I've hear so many good things about Anderson windows, Ellen.

We're looking at replacing our downstairs windows next year, so knowing how happy you are with the Anderson's, that gives us some good food for thought.


----------



## Ellen Marie (Sep 15, 2020)

Ruthanne said:


> The windows I am covering are about  7 feet wide..don't think I could do that, but thanks.



My home is 21 years old.   The windows are the tip out type for easy cleaning.   But only double pane, but there is no draft due to the windows.    In fact, there is extra insulation in my home, and I have gas heat, but my electric bill is on budget at $89 a month, and my winter gas bills are in double digits.... I have 1400 square feet with a full basement, so the windows have certainly paid for the added expense when the house was built.


----------



## Aunt Marg (Sep 15, 2020)

Ellen Marie said:


> My home is 21 years old.   The windows are the tip out type for easy cleaning.   But only double pane, but there is no draft due to the windows.    In fact, there is extra insulation in my home, and I have gas heat, but my electric bill is on budget at $89 a month, and my winter gas bills are in double digits.... I have 1400 square feet with a full basement, so the windows have certainly paid for the added expense when the house was built.


Sounds lovely.

LOVE the tip-out style! I'd be cleaning them constantly!

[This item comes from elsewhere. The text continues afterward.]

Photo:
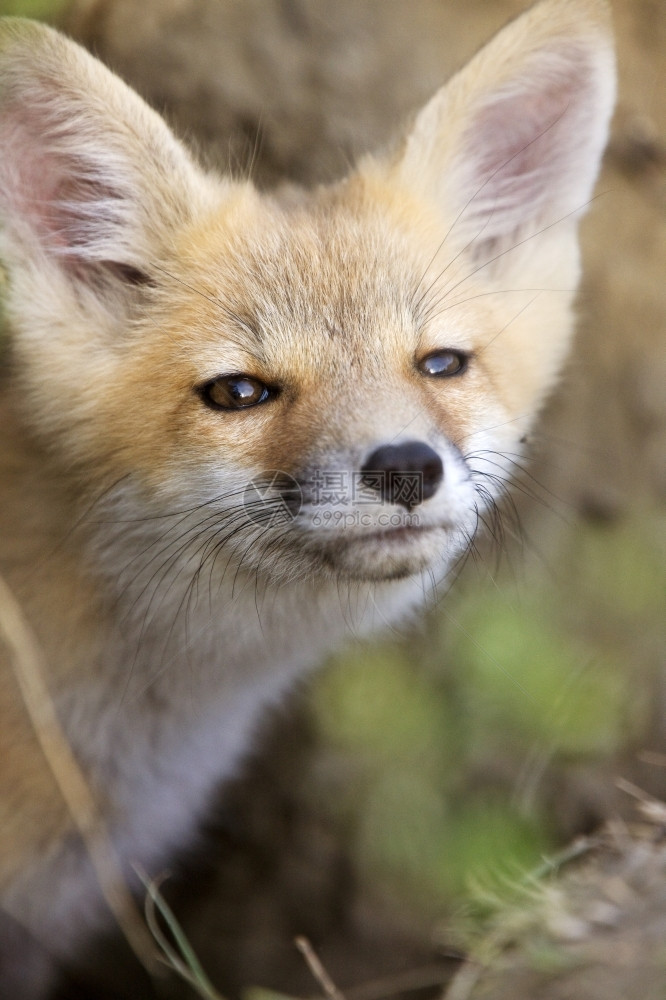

Dear husband has to breakout the ladder each year to clean ours, but the shame of it is, it just doesn't seem to last, but being such a big job, we only clean our windows twice a year.


----------



## Aunt Marg (Sep 16, 2020)

Ruthanne said:


> The windows I am covering are about  7 feet wide..don't think I could do that, but thanks.


Nothing could be more untrue.

Standard sized panels come 8' in length, and if cut carefully, the panel or panels would friction-fit seamlessly into the window casing or casings, depending on how many windows you'd be looking at doing.


----------



## fmdog44 (Sep 16, 2020)

Ruthanne said:


> I have drafty windows and bought some plastic to put on them with some double sided tape.  I still have to take the roll of plastic out of the box.  I also have to prevent my AC from letting a big draft in here.
> 
> How do you weather proof your place?


You leave out some info.: 
Are your windows operational?
Do they move when you push on them?
If they are wood trimmed and painted how old is the paint?
Do they face direct sunlight?


----------



## fmdog44 (Sep 16, 2020)

Aunt Marg said:


> Sounds lovely.
> 
> LOVE the tip-out style! I'd be cleaning them constantly!
> 
> Dear husband has to breakout the ladder each year to clean ours, but the shame of it is, it just doesn't seem to last, but being such a big job, we only clean our windows twice a year.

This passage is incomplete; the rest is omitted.